So you like cold starts? How about the resurrection of a 750-horsepower V12 tank engine that’s been asleep for two decades? This video delivers exactly that: the legendary Continental AVDS-1790-2DR coming to life for the first time in 20 years, and it does not disappoint.
This beast powered the M88 Armored Recovery Vehicle, the muscle behind tank recovery operations. Think of it as the battlefield tow truck from hell. The AVDS-1790-2DR is an air-cooled, twin-turbocharged, 12-cylinder diesel engine, developed for heavy armored platforms like the M88 and earlier Patton tanks. Built to take abuse, keep cool without water, and move 60+ ton vehicles across any terrain.
It’s a direct descendent of the gasoline AV-1790 used in early tanks. The diesel version increased torque, reduced fire risk, and made field operations more efficient. You could swap one out in the field, bolt it into an M88, and get rolling again.
Tech Heads Take Note:
- Displacement: 1790 cubic inches (29.3L)

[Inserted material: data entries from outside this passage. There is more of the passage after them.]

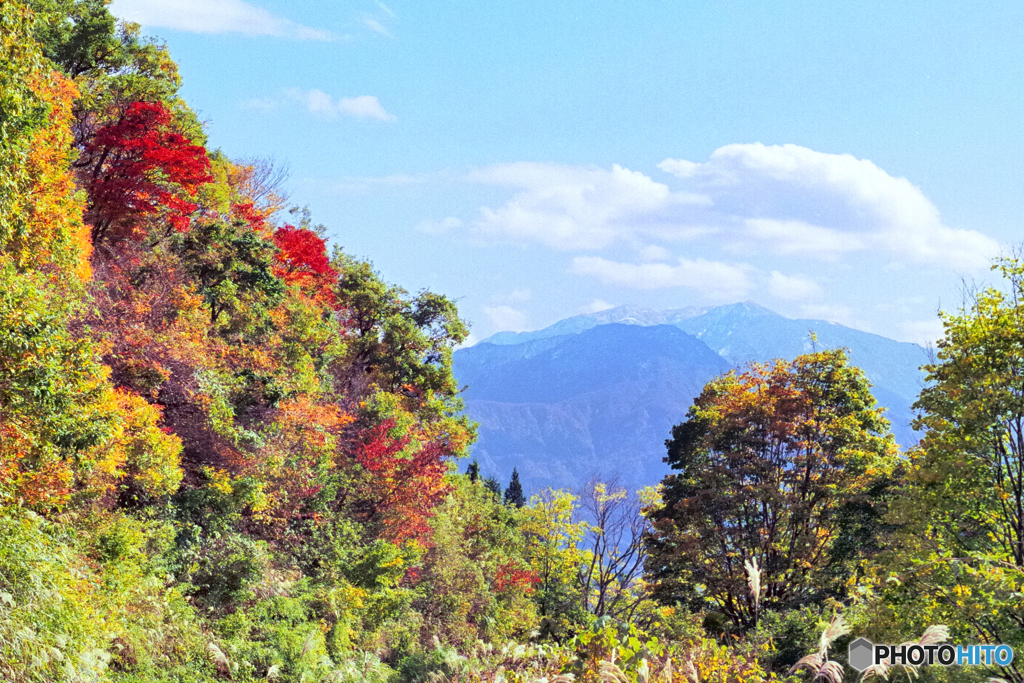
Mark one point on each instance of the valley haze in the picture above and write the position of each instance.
(596, 395)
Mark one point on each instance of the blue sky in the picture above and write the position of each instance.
(853, 162)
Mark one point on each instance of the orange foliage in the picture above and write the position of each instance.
(299, 455)
(407, 477)
(56, 235)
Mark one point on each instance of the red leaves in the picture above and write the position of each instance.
(408, 478)
(510, 578)
(303, 261)
(138, 166)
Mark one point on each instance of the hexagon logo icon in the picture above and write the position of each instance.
(861, 653)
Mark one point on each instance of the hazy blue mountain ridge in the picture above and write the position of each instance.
(599, 393)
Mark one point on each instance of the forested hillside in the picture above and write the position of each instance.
(228, 452)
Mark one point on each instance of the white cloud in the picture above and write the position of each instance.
(792, 288)
(264, 104)
(714, 279)
(596, 306)
(572, 207)
(798, 201)
(374, 25)
(519, 295)
(654, 253)
(323, 104)
(748, 199)
(442, 226)
(213, 16)
(506, 318)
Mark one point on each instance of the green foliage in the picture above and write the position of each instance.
(232, 269)
(514, 495)
(956, 556)
(402, 344)
(79, 36)
(786, 466)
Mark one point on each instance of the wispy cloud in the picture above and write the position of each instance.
(792, 288)
(325, 105)
(378, 22)
(572, 207)
(750, 199)
(792, 200)
(506, 318)
(213, 16)
(442, 226)
(374, 25)
(716, 280)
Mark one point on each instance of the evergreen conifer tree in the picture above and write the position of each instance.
(513, 495)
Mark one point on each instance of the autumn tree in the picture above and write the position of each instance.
(785, 465)
(611, 571)
(957, 554)
(138, 166)
(302, 260)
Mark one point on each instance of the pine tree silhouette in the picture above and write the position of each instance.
(513, 495)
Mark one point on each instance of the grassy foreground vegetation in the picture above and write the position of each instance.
(228, 454)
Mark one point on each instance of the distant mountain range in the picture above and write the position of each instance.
(598, 394)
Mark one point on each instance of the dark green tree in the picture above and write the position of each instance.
(494, 485)
(782, 470)
(513, 495)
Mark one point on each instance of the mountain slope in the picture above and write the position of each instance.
(599, 393)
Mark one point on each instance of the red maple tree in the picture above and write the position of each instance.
(138, 166)
(303, 261)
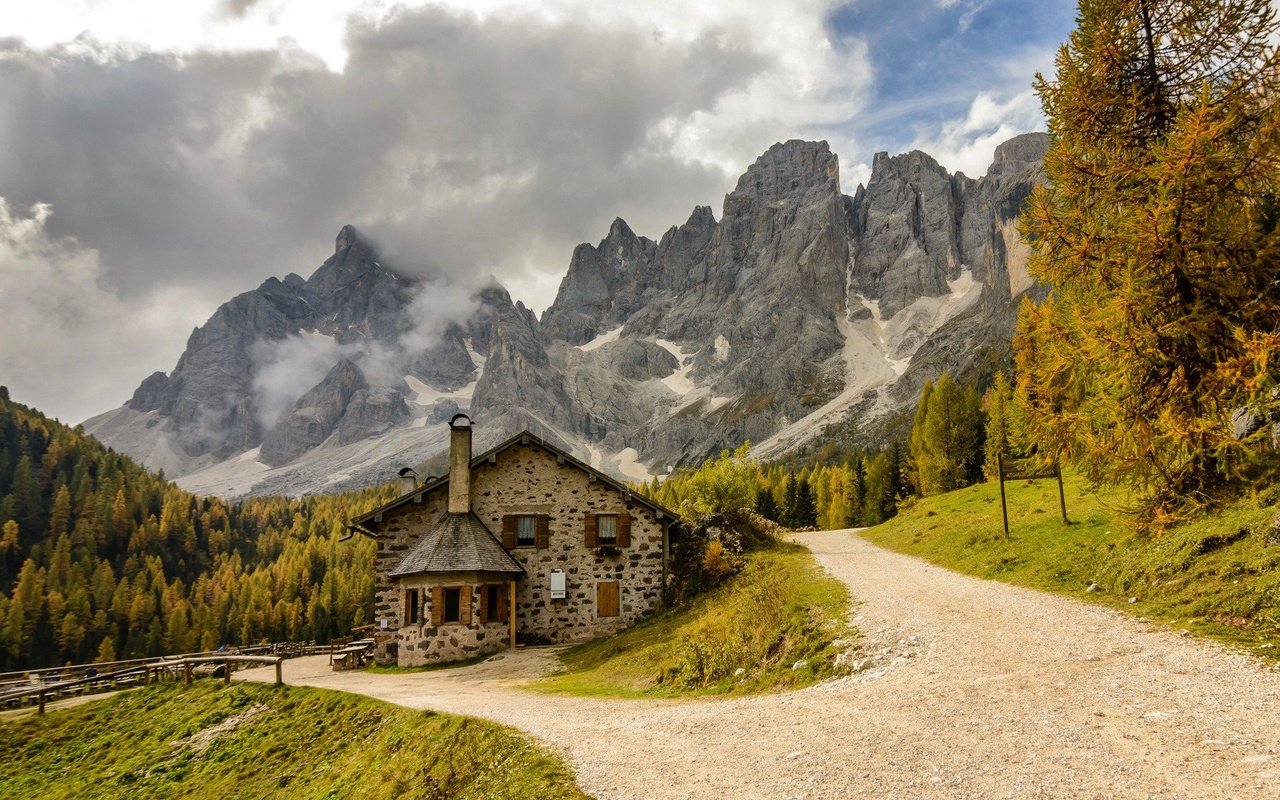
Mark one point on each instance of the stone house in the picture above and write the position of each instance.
(522, 543)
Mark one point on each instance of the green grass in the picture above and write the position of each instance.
(304, 743)
(1215, 576)
(781, 608)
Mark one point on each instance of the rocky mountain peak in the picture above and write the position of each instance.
(347, 237)
(799, 309)
(789, 169)
(1023, 150)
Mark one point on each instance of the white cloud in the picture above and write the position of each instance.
(68, 339)
(967, 144)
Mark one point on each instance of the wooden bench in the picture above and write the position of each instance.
(353, 656)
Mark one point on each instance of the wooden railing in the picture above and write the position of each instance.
(42, 684)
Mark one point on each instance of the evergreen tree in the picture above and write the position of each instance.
(999, 405)
(946, 437)
(805, 510)
(791, 502)
(1156, 231)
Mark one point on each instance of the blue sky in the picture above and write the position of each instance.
(931, 59)
(169, 155)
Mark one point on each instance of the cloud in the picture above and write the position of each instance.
(467, 137)
(967, 144)
(58, 316)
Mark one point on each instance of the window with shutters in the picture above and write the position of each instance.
(607, 529)
(452, 604)
(411, 607)
(492, 603)
(607, 599)
(526, 530)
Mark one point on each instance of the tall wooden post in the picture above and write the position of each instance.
(1061, 496)
(511, 615)
(1004, 507)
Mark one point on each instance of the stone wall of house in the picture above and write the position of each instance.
(424, 643)
(526, 479)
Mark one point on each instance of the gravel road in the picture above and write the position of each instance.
(969, 689)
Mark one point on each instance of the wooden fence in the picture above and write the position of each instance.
(39, 685)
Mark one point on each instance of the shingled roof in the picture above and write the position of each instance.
(457, 543)
(488, 456)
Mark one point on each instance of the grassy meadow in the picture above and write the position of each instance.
(248, 740)
(746, 635)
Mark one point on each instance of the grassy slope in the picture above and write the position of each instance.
(309, 743)
(780, 609)
(1215, 576)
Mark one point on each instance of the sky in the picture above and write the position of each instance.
(160, 158)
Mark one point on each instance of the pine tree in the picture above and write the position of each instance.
(946, 437)
(997, 402)
(805, 510)
(1156, 231)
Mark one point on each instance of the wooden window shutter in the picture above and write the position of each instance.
(607, 599)
(465, 606)
(624, 530)
(437, 606)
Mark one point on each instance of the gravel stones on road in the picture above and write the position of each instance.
(960, 689)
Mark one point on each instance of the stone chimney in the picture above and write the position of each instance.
(460, 464)
(408, 480)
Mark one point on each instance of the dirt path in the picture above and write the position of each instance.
(974, 689)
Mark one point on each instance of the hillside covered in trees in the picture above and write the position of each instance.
(101, 560)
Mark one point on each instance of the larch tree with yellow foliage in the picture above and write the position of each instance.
(1156, 232)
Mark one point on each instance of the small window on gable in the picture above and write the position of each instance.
(411, 607)
(607, 528)
(493, 603)
(526, 530)
(452, 604)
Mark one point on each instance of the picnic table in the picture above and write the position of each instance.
(353, 656)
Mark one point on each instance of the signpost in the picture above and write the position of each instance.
(1027, 469)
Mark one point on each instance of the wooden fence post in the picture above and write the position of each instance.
(1061, 496)
(1004, 507)
(511, 600)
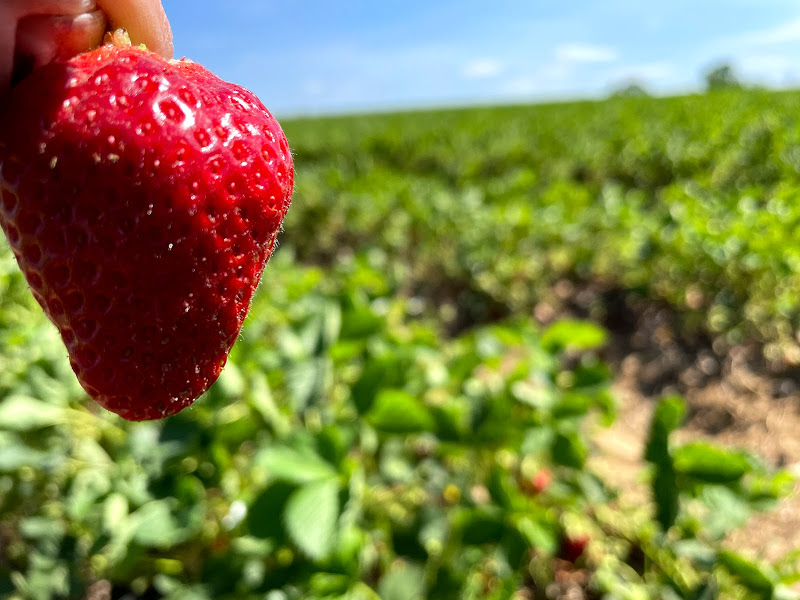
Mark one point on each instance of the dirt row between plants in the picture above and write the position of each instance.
(733, 399)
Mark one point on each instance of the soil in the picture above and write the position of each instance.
(734, 399)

- Power: ~750 HP at 2,400 RPM
- Torque: Enormous. Like, pull-a-tank-out-of-a-swamp enormous
- Weight: Over 3,000 lbs, dry
This thing is massive. You don’t just start it. You unleash it.

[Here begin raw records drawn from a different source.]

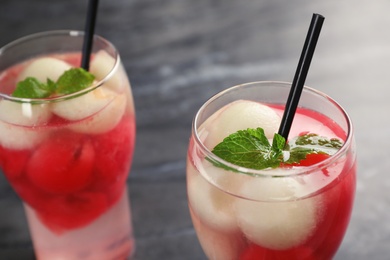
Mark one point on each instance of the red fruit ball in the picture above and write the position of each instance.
(63, 164)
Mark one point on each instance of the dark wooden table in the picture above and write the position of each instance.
(178, 53)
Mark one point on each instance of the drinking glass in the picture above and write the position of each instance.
(68, 156)
(296, 212)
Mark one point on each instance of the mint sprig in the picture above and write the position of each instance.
(251, 149)
(72, 80)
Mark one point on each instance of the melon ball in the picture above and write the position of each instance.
(240, 115)
(102, 64)
(83, 106)
(282, 223)
(211, 205)
(105, 120)
(24, 114)
(44, 68)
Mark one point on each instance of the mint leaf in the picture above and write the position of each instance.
(74, 80)
(317, 141)
(250, 149)
(31, 88)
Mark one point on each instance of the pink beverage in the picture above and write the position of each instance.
(295, 211)
(68, 156)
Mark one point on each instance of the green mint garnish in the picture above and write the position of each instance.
(251, 149)
(72, 80)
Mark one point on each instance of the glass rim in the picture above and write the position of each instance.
(70, 33)
(268, 172)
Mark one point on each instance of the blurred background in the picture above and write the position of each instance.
(178, 53)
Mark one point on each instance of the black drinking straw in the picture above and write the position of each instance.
(300, 74)
(88, 33)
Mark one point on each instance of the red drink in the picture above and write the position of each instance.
(68, 157)
(296, 211)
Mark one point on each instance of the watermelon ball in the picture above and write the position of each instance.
(63, 164)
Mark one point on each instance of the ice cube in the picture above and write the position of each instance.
(102, 64)
(18, 138)
(285, 222)
(105, 120)
(240, 115)
(218, 244)
(83, 106)
(24, 114)
(213, 206)
(44, 68)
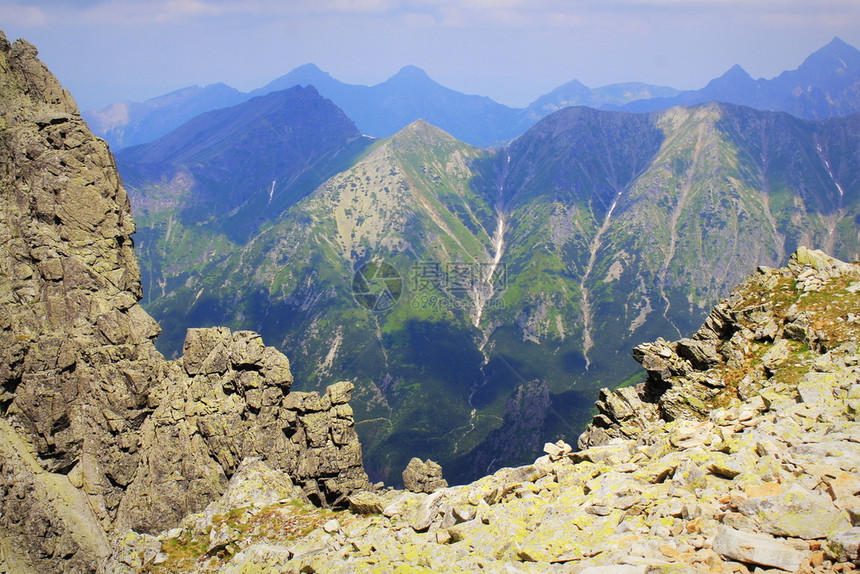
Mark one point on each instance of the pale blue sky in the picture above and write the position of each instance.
(510, 50)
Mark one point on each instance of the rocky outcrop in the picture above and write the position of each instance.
(764, 480)
(99, 432)
(688, 378)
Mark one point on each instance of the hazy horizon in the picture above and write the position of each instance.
(513, 51)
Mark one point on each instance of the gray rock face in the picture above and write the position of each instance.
(99, 432)
(687, 379)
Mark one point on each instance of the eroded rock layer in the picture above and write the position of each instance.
(740, 454)
(98, 431)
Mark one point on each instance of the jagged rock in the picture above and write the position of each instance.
(844, 546)
(423, 476)
(759, 549)
(798, 513)
(102, 433)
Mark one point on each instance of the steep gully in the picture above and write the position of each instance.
(485, 290)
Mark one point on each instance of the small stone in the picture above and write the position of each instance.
(755, 548)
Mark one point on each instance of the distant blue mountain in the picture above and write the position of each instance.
(827, 84)
(125, 124)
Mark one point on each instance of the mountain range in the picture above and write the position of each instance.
(476, 298)
(825, 85)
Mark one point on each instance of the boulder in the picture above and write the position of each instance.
(423, 476)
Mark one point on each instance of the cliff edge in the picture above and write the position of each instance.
(98, 432)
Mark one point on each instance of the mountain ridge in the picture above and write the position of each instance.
(591, 230)
(383, 109)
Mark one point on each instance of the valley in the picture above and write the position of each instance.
(545, 260)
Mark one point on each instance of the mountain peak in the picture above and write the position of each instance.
(410, 73)
(423, 131)
(834, 55)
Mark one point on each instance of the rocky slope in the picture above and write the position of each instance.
(740, 453)
(98, 432)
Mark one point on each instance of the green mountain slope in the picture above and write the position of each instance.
(443, 280)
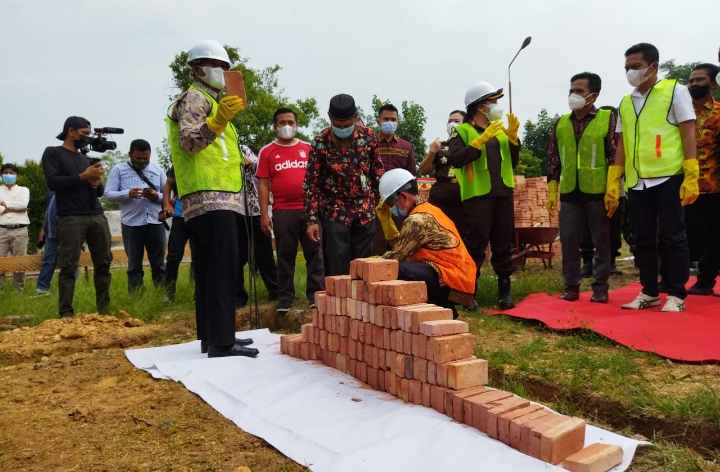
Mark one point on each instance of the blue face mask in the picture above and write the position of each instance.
(343, 133)
(388, 127)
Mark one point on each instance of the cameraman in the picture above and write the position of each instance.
(137, 186)
(77, 183)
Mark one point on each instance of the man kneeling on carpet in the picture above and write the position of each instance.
(429, 247)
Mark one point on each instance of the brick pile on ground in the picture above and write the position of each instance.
(381, 331)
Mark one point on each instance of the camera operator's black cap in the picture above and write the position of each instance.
(342, 107)
(74, 122)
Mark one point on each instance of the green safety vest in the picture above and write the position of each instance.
(583, 162)
(215, 168)
(474, 178)
(653, 145)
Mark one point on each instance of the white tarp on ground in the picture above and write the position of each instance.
(310, 413)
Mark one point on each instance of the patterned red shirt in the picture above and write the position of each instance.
(341, 184)
(707, 135)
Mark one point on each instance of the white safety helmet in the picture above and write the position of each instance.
(481, 91)
(393, 181)
(208, 49)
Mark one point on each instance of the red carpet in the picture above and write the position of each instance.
(691, 336)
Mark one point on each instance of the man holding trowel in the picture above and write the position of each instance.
(206, 157)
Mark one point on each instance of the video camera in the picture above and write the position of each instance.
(98, 142)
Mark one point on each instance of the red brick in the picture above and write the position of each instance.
(563, 440)
(443, 327)
(528, 431)
(453, 397)
(391, 383)
(498, 408)
(419, 346)
(432, 373)
(466, 374)
(505, 419)
(377, 269)
(427, 393)
(518, 423)
(407, 343)
(450, 348)
(437, 398)
(594, 458)
(372, 378)
(343, 345)
(356, 289)
(415, 391)
(420, 369)
(479, 405)
(406, 293)
(404, 389)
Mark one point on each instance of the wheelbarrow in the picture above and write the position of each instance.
(528, 240)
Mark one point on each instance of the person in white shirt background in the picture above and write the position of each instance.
(14, 221)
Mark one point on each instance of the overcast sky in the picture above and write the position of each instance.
(108, 60)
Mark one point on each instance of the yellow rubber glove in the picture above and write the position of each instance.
(612, 191)
(494, 130)
(227, 109)
(513, 128)
(388, 225)
(689, 190)
(551, 204)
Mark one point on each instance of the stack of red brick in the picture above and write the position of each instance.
(381, 331)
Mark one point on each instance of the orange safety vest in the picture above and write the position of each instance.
(455, 264)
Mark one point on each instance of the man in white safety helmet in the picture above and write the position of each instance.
(207, 161)
(428, 247)
(483, 153)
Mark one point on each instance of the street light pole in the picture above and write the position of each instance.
(525, 44)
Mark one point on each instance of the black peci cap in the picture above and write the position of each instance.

One critical detail: there are no cooling fans running during this test. That has commenters raising eyebrows—and rightly so. These engines are designed to operate with a massive fan moving air across finned cylinders. But for a brief test fire? It’ll survive.
Bottom line? If you’ve ever wondered what 29 liters of military diesel fury sounds like after 20 years of silence, this is your answer. Pure tank soul. Turn up your speakers!